Monday, August 16, 2010

Life of Pi, Fragile Things

I decided to try Life of Pi pretty randomly.  I remembered hearing good things about it, though I couldn't remember what they were any more, and it was a Booker award winner.  So how bad could it be?

The answer is pretty bad, unfortunately.  I take that back a bit -- the book wasn't terrible, the way, say, Absolute Power was terrible (that one was so bad I couldn't be bothered to write about it).  But it's hard to see how it won the Booker.  I thought that its religious philosophy was jejune (all religions are just different lenses to see God with) and its message about stories pretty thin as well (when you're given two explanations for something, choose the one with the better story).

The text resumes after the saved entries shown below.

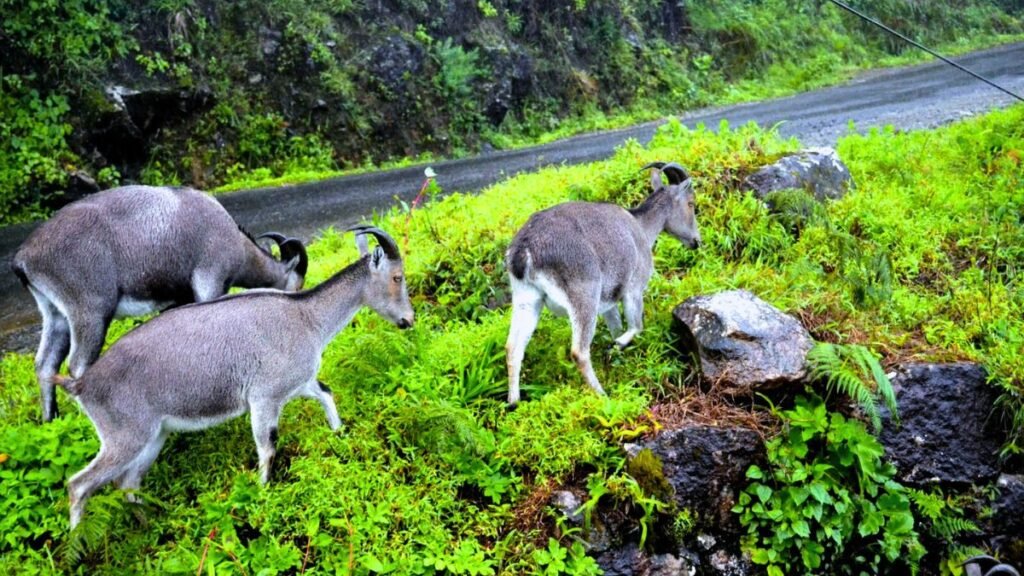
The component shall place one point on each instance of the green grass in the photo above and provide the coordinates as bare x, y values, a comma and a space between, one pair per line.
921, 261
778, 81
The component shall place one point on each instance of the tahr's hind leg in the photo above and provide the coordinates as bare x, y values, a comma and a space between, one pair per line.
115, 457
318, 392
53, 345
88, 330
613, 321
583, 316
633, 305
526, 305
264, 422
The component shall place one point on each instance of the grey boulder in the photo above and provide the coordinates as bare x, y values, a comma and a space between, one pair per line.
817, 170
743, 343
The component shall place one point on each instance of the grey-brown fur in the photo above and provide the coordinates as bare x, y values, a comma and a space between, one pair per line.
584, 258
135, 250
199, 365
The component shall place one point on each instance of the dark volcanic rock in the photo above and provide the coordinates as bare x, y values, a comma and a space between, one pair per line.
122, 135
948, 434
742, 342
707, 466
395, 63
1007, 524
1008, 510
510, 81
817, 170
625, 561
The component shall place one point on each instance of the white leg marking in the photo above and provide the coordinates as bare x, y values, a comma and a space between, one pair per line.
526, 305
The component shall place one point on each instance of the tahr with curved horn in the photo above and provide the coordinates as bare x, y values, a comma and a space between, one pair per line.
132, 251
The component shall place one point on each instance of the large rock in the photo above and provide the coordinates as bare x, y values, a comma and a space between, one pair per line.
509, 82
947, 434
123, 134
707, 467
742, 342
1007, 524
394, 64
817, 170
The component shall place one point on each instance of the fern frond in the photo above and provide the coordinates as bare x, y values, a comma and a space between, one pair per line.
854, 371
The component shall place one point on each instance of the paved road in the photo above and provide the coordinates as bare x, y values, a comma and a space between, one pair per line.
919, 96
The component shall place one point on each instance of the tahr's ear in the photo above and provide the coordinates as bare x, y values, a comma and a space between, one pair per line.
655, 179
378, 258
360, 243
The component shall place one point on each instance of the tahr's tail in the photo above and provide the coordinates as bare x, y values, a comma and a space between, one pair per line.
71, 385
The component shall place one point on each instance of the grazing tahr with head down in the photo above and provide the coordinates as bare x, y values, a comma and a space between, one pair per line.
130, 251
583, 258
196, 366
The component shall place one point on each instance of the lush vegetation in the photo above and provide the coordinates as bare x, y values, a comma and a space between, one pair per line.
288, 90
431, 474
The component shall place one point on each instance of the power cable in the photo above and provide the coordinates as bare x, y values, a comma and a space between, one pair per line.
923, 47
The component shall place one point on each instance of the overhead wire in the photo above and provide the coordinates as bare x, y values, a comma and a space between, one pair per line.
868, 18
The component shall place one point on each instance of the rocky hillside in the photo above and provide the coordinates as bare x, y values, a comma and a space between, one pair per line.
200, 91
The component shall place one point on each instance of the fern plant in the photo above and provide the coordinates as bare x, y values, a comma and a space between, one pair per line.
943, 522
853, 370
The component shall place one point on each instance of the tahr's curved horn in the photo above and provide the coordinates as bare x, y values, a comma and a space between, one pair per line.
385, 241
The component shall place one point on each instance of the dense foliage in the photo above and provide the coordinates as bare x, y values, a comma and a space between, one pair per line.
289, 89
431, 474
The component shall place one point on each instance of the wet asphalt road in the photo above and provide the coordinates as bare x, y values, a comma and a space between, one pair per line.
920, 96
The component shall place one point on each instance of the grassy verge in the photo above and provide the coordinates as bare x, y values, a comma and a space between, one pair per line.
779, 80
431, 474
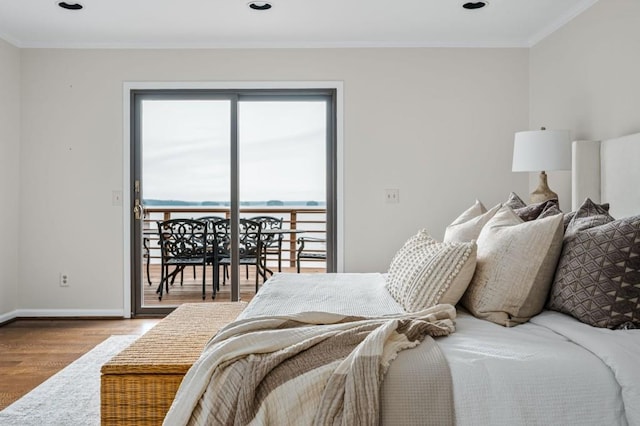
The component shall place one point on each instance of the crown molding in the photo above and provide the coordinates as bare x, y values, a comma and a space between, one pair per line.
560, 22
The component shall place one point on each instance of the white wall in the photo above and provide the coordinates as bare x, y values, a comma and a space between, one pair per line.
9, 182
436, 123
585, 78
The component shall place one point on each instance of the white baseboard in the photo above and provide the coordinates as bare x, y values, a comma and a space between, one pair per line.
8, 316
65, 313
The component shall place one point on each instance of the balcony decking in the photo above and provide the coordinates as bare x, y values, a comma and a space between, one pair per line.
310, 220
191, 289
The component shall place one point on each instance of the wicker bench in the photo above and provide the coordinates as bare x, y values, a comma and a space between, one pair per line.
138, 385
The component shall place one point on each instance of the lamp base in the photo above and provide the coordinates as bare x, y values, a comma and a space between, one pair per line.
542, 192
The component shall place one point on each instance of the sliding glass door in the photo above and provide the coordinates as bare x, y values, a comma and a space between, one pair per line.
232, 155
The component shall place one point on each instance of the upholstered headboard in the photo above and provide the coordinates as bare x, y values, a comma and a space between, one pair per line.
608, 171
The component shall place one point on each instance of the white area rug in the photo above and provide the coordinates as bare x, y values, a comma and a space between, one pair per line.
71, 396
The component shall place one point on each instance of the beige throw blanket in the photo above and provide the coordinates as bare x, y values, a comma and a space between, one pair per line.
309, 368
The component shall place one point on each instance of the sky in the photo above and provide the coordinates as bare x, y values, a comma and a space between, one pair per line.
186, 150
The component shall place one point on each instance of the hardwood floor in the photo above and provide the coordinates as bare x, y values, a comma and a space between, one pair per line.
32, 350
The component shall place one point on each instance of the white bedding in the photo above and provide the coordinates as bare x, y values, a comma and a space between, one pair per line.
548, 371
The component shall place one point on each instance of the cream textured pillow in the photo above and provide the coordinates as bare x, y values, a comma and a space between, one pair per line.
398, 270
426, 272
468, 225
515, 267
441, 274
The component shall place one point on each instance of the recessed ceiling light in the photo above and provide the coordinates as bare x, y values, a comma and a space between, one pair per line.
475, 5
70, 6
260, 5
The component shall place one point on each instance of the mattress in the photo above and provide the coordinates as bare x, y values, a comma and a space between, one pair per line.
547, 371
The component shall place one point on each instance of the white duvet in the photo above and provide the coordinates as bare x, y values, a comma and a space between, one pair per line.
553, 370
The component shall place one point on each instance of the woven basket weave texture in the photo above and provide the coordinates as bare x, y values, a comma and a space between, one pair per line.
138, 385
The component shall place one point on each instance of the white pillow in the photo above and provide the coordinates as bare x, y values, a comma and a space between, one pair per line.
468, 225
515, 266
426, 272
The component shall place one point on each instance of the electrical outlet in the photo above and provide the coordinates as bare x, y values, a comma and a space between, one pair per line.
116, 198
392, 195
64, 280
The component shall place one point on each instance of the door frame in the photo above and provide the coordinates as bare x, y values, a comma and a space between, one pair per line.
129, 86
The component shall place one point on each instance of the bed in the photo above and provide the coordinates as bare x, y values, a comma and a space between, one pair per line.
548, 353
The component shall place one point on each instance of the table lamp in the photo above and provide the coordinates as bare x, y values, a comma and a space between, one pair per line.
541, 150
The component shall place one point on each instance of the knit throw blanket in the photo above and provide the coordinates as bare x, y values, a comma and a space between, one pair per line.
312, 368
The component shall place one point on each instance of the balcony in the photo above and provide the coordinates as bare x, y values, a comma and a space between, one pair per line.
311, 220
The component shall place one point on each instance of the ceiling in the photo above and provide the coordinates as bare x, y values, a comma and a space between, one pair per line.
289, 23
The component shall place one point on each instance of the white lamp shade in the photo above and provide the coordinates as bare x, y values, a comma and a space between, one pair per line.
539, 150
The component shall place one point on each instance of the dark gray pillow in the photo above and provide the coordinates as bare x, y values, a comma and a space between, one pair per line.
602, 208
536, 210
514, 201
597, 279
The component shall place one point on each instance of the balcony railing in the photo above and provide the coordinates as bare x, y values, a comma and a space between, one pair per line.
311, 220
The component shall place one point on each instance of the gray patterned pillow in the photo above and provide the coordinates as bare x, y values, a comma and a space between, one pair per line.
514, 202
597, 279
588, 215
569, 216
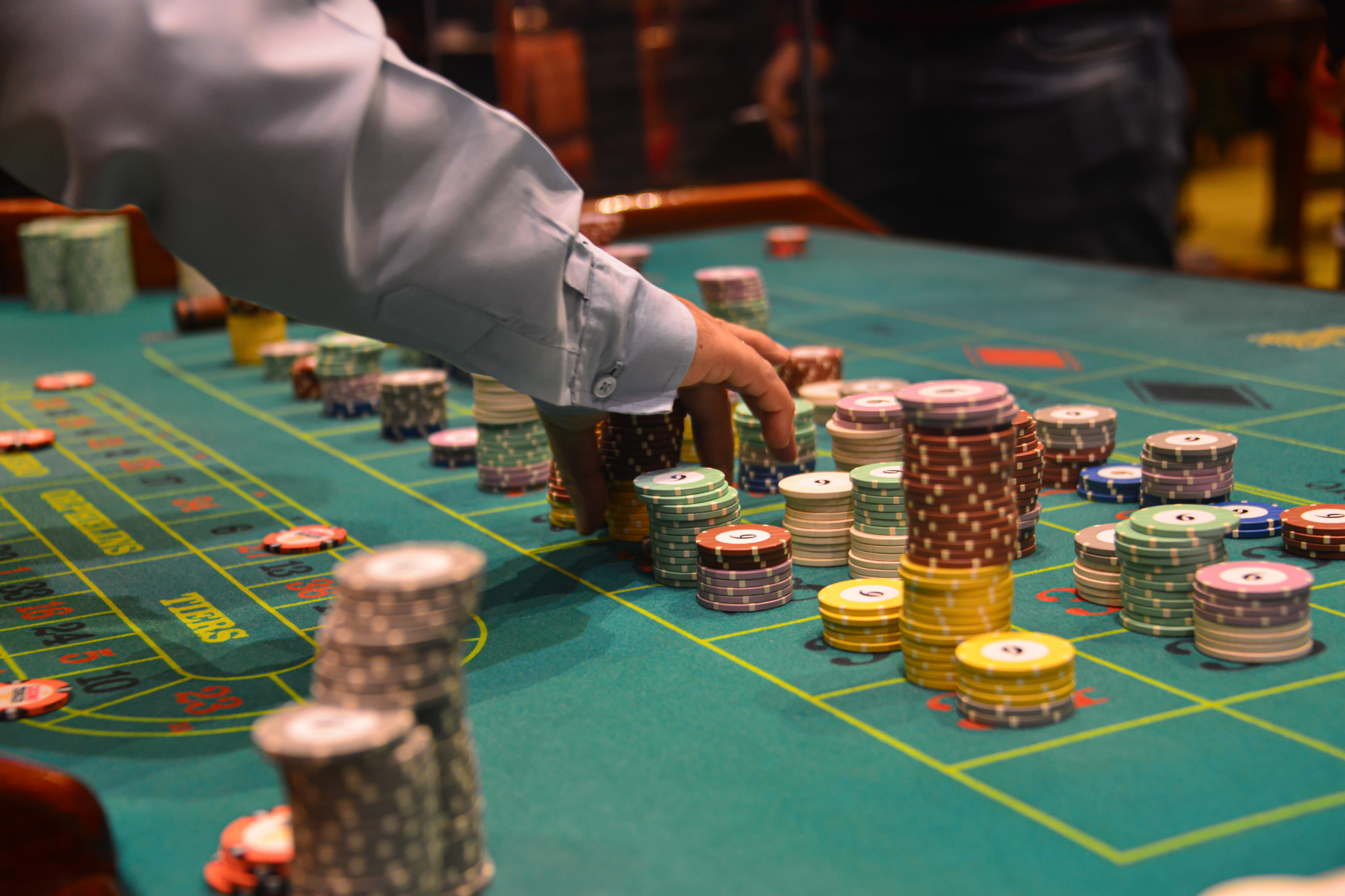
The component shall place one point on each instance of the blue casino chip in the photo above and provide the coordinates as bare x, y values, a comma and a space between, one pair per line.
1258, 521
1121, 479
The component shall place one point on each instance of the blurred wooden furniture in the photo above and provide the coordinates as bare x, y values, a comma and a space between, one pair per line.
55, 836
1237, 34
155, 267
802, 202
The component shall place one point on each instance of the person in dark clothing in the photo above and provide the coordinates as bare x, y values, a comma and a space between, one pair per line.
1036, 125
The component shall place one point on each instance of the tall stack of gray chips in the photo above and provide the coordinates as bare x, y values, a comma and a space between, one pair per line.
390, 645
78, 264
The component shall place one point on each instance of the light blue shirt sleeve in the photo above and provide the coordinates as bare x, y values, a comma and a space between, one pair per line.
294, 155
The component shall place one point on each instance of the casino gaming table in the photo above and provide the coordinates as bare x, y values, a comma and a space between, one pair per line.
631, 740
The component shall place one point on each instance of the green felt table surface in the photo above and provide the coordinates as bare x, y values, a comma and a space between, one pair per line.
632, 742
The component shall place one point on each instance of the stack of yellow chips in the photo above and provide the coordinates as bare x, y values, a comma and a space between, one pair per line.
627, 519
943, 609
1016, 679
862, 616
563, 509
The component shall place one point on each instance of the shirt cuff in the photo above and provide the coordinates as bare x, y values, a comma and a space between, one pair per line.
638, 340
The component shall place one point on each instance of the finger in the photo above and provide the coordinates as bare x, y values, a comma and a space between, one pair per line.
712, 425
766, 347
575, 450
768, 399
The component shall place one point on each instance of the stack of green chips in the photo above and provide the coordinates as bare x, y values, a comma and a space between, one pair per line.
512, 448
349, 355
735, 295
682, 503
78, 264
879, 534
758, 471
100, 274
43, 242
1160, 550
277, 358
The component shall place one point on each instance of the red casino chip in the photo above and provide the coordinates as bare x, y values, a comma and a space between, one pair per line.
26, 440
64, 381
305, 539
33, 698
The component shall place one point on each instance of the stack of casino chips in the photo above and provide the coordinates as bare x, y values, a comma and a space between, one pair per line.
824, 396
250, 327
862, 614
744, 568
880, 385
454, 448
558, 496
26, 440
1254, 612
1097, 566
1188, 467
390, 644
602, 227
1072, 438
866, 429
512, 448
30, 698
1028, 467
1111, 484
962, 521
303, 378
412, 403
735, 295
879, 535
682, 503
758, 471
200, 312
632, 445
959, 444
1258, 521
1161, 550
1016, 679
818, 515
347, 371
43, 245
255, 855
811, 364
944, 608
278, 358
78, 264
1314, 531
787, 241
632, 254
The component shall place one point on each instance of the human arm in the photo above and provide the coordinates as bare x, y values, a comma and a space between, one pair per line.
292, 154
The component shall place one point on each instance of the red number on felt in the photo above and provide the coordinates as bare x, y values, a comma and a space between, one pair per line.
89, 656
211, 699
45, 610
200, 503
1075, 612
313, 589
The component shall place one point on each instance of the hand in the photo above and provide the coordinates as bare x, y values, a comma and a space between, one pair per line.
726, 356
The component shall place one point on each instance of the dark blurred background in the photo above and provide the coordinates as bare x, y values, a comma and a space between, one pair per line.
639, 96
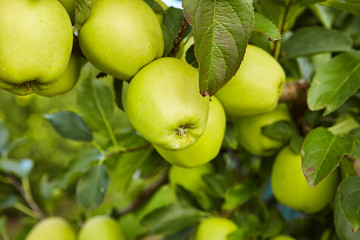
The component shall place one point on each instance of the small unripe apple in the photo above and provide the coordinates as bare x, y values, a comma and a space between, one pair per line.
67, 80
250, 135
256, 87
121, 36
101, 227
215, 228
35, 44
54, 228
164, 104
207, 147
190, 178
290, 187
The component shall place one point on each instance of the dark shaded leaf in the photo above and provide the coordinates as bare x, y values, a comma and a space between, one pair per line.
335, 82
92, 186
222, 30
265, 26
318, 162
70, 125
313, 40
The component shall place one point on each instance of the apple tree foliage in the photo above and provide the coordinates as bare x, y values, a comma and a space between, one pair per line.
107, 168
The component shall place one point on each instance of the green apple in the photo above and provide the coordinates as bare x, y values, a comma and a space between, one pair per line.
53, 228
207, 147
291, 188
190, 178
35, 44
121, 36
101, 227
66, 82
69, 5
283, 237
164, 104
256, 87
250, 135
215, 228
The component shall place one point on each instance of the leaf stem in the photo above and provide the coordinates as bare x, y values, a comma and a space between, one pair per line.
175, 47
277, 44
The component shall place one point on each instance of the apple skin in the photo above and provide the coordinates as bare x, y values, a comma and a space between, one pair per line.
207, 147
291, 188
54, 228
256, 87
215, 228
164, 105
33, 57
69, 5
66, 82
283, 237
101, 227
249, 131
121, 36
190, 178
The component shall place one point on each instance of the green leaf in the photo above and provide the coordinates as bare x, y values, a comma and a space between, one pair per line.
321, 154
92, 186
265, 26
222, 30
348, 6
335, 82
118, 89
349, 200
281, 130
190, 57
70, 125
82, 12
171, 219
313, 40
20, 168
342, 225
7, 202
4, 135
79, 164
96, 104
154, 6
238, 194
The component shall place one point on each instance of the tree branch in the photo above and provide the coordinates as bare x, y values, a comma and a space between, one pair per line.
175, 47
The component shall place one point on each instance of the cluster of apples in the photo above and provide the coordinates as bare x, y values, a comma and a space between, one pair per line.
56, 228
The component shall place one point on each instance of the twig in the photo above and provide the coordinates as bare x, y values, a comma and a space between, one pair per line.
175, 47
293, 90
26, 195
147, 192
276, 48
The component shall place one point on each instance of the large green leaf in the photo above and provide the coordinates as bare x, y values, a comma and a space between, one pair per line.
92, 186
222, 30
70, 125
171, 219
349, 200
348, 6
96, 103
342, 225
335, 82
313, 40
321, 154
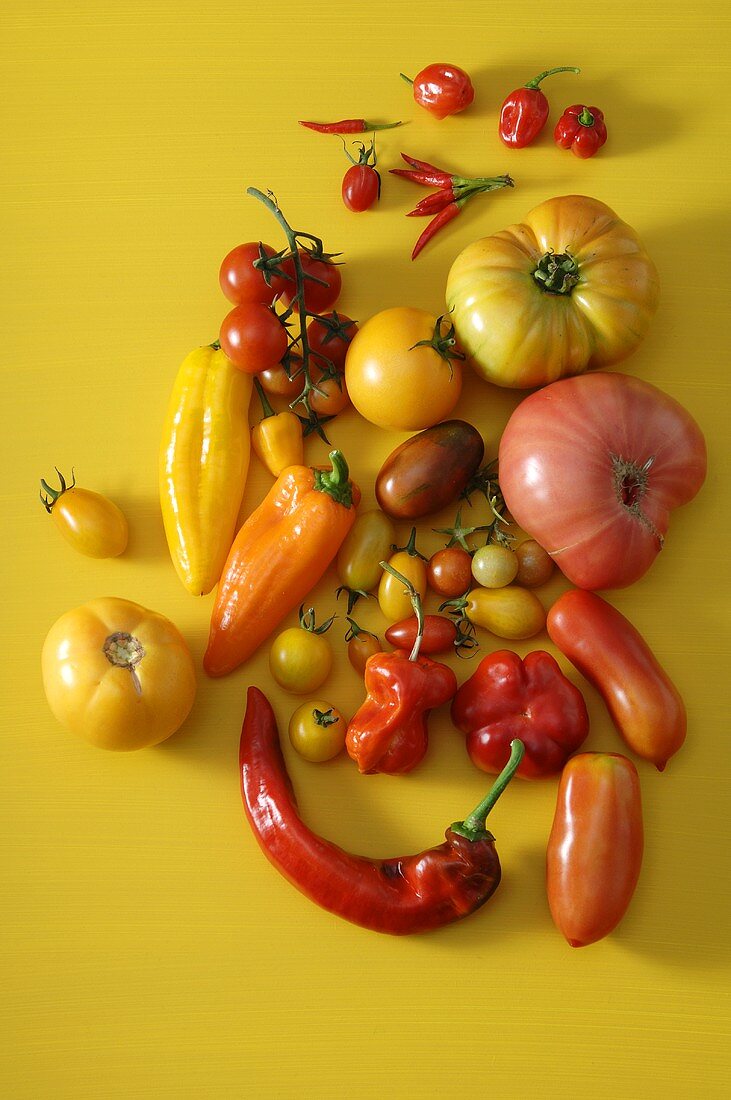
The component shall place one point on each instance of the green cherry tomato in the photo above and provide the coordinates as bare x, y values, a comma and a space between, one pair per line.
494, 565
300, 660
317, 730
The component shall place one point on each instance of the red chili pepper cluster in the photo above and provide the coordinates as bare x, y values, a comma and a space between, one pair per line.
446, 202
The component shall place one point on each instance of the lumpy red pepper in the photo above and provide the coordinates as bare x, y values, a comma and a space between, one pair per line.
530, 699
397, 895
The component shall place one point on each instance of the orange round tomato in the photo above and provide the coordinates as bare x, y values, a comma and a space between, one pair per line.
403, 370
118, 674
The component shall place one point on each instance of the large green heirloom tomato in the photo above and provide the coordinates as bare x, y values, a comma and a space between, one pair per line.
569, 288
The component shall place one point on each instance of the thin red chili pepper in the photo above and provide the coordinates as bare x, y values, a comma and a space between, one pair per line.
349, 127
446, 215
397, 895
433, 202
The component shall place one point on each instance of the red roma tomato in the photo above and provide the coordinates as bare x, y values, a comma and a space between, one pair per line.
443, 89
439, 637
329, 338
241, 282
605, 647
320, 296
253, 338
361, 187
591, 468
595, 848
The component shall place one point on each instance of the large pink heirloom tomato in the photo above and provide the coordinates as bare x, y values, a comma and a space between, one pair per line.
569, 288
591, 468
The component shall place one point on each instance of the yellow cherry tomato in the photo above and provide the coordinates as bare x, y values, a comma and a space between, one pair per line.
118, 674
367, 543
317, 730
300, 659
401, 371
90, 523
392, 597
494, 565
509, 612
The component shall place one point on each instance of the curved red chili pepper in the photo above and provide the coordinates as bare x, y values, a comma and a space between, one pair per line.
397, 895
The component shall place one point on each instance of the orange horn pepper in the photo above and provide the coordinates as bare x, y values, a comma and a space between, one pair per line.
277, 558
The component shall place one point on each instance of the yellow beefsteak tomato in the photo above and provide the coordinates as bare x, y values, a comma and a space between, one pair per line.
118, 674
569, 288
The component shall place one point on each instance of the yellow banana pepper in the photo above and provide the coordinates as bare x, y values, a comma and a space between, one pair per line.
277, 438
203, 463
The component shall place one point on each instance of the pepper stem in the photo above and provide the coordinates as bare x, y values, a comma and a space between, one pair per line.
266, 408
416, 603
473, 826
335, 482
562, 68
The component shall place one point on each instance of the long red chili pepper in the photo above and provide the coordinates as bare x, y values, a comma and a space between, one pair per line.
396, 895
349, 127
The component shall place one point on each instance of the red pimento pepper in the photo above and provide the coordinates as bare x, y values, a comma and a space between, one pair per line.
525, 110
349, 127
530, 699
388, 733
582, 130
398, 895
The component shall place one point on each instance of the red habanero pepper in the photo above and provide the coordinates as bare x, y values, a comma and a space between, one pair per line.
399, 895
349, 127
582, 130
525, 110
529, 699
388, 733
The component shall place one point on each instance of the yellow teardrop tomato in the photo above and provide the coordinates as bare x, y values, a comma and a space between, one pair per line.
118, 674
392, 597
569, 288
396, 377
509, 612
90, 523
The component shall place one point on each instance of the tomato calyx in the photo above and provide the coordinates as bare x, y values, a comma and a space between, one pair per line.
444, 344
48, 495
631, 482
307, 622
556, 273
124, 651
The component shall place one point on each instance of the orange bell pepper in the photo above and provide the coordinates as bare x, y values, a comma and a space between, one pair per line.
277, 558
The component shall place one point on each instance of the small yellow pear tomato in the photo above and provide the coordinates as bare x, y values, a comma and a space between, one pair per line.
118, 674
317, 730
93, 525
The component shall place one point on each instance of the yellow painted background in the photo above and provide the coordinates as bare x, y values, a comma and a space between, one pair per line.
150, 950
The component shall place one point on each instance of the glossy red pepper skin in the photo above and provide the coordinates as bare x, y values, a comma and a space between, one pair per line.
388, 733
398, 895
582, 130
525, 111
530, 699
595, 848
606, 648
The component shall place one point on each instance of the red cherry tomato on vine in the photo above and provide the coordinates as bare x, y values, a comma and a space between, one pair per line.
241, 282
318, 297
253, 338
330, 338
443, 89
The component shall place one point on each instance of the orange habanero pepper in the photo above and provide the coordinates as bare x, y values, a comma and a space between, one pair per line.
277, 558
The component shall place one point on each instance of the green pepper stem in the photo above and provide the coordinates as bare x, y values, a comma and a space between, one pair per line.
266, 408
416, 603
562, 68
335, 482
473, 826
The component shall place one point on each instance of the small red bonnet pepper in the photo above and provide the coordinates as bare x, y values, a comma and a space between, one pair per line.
525, 110
582, 130
388, 733
530, 699
398, 895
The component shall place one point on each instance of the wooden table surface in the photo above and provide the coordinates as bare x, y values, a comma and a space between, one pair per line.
148, 948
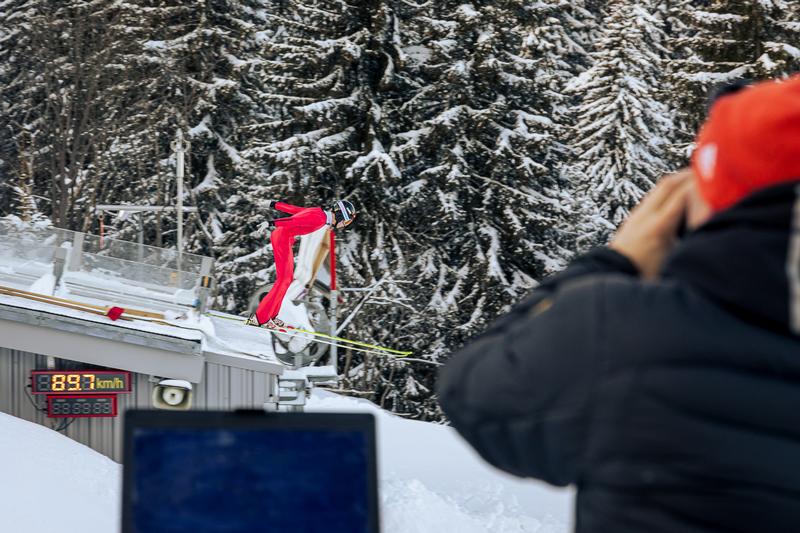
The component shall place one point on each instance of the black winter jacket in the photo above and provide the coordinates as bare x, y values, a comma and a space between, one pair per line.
673, 406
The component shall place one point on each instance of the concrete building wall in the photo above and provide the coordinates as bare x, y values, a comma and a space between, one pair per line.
222, 387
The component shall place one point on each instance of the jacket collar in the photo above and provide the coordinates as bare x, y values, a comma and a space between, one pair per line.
747, 258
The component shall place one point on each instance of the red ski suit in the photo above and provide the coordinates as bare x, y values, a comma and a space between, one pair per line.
304, 220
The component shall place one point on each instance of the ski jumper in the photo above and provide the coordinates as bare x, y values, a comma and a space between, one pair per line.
304, 220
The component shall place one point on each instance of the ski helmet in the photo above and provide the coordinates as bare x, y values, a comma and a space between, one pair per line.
343, 211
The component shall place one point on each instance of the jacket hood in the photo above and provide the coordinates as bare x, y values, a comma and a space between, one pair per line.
747, 258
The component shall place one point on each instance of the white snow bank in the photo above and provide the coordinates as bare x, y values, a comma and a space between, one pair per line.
430, 482
52, 483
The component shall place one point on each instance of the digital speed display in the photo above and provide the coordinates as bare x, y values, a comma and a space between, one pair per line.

On top of that, Martel wants the story to fit into exactly 100 chapters, and there's a lot of forcing that goes into that, including several one-sentence chapters.  Even worse, not only does Pi tell us that the story has 100 chapters, just so we know how clever Martel is, but it doesn't make any sense that Pi should tell us that, since he didn't divide out some of the chapters.

Which brings me to another point -- Martel hammers home his messages in such a sophomoric way that it's almost insulting.  At one point, he goes so far as to have one listener say to another "do you see how these two stories map to each other?  The orangutan is the mother, the cook is the hyena, and so on."  OK, we get it.

Neil Gaiman is another writer who is sometimes too clever by half.  He knows a lot of stuff, and isn't afraid of showing it.  But, as the stories in Fragile Things show, he's willing to give you a glimpse of a story, then get out of the way while you savor it.  His stories can have a haunting quality, because he gives you just enough information for you to get the rest on your own.